I have a data structure which is a very complex/nested JSON.
After reading other solutions on SO, I am comfortable with the fact that I may need to make multiple DFs and merge them together (e.g json_normalize with multiple record paths).
{
"topLevelIdentifier": "a86507",
"activities": [
{
"activityId": "1f13d848",
"taskList": [
{
"taskIdentifier": "c6ba-1012",
"taskTime": {
"value": 0,
"unit": "SECONDS"
},
"taskLocationIdentifier": "3438"
},
{
"taskIdentifier": "cc48-07bf",
"taskTime": {
"value": 0,
"unit": "SECONDS"
},
"taskLocationIdentifier": "4b32"
},
{
"taskIdentifier": "35b896",
"taskTime": {
"value": 0,
"unit": "SECONDS"
},
"taskLocationIdentifier": "7bcca"
}
],
"sectionB": {
"someCapacityA": {
"totalVolume": {
"value": 8415,
"unit": "CU_CM"
},
"totalWeight": {
"value": 1059.0,
"unit": "GRAMS"
}
},
"someCapacityB": {
"totalVolume": {
"value": 0.0,
"unit": "CU_CM"
},
"totalWeight": {
"value": 0.0,
"unit": "GRAMS"
}
}
},
"sectionC": {....},
"sectionD": {....},
"sectonE":{...}
}]}
I can create a base for the merges by doing this:
with open('my_file.json') as simulation_file:
simulation_data = json.load(simulation_file)
df_base = pd.json_normalize(simulation_data, 'activities',['topLevelIdentifier'])
Then normalizing the next part isn’t too bad:
df_taskList = pd.json_normalize(simulation_data['activities'],
'taskList',['activityId'])
It’s normalizing the next section that has me stuck. Here’s what I’m trying but is throwing an error:
df_sectionB = pd.json_normalize(simulation_data['activities'],
'activityId',['taskList',['taskIdentifier',['taskTime',['unit', 'value']], 'taskLocationIdentifier']])

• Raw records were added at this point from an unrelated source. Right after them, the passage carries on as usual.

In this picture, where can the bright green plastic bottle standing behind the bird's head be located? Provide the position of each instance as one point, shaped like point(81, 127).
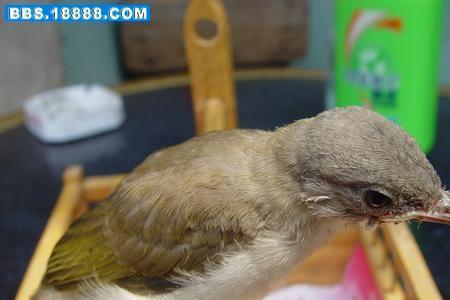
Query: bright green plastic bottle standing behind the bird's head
point(387, 59)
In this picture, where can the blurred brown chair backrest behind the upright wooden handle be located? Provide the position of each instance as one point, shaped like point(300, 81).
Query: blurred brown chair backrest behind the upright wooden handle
point(265, 32)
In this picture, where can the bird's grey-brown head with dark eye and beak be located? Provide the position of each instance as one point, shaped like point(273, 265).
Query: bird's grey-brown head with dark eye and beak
point(354, 164)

I’m basically trying to flatten out sectionB
such that it has the activityId
so that I can merge all the pieces together.
If there’s a simpler way to flatten out to the deepest layer in a complex format like this, I’m open to alternative approaches!
2
Answers
You can try flatten_json. I had to remove Sections C, D, E from your example, so it’ s unclear if this will work as you need it to. Refer to documentation for more information.
set your dictionary equal to test_json
You could add
.explode("taskList")
to the result of the first normalize.You can then normalize the
taskList
column, copy the base index, and concat the results.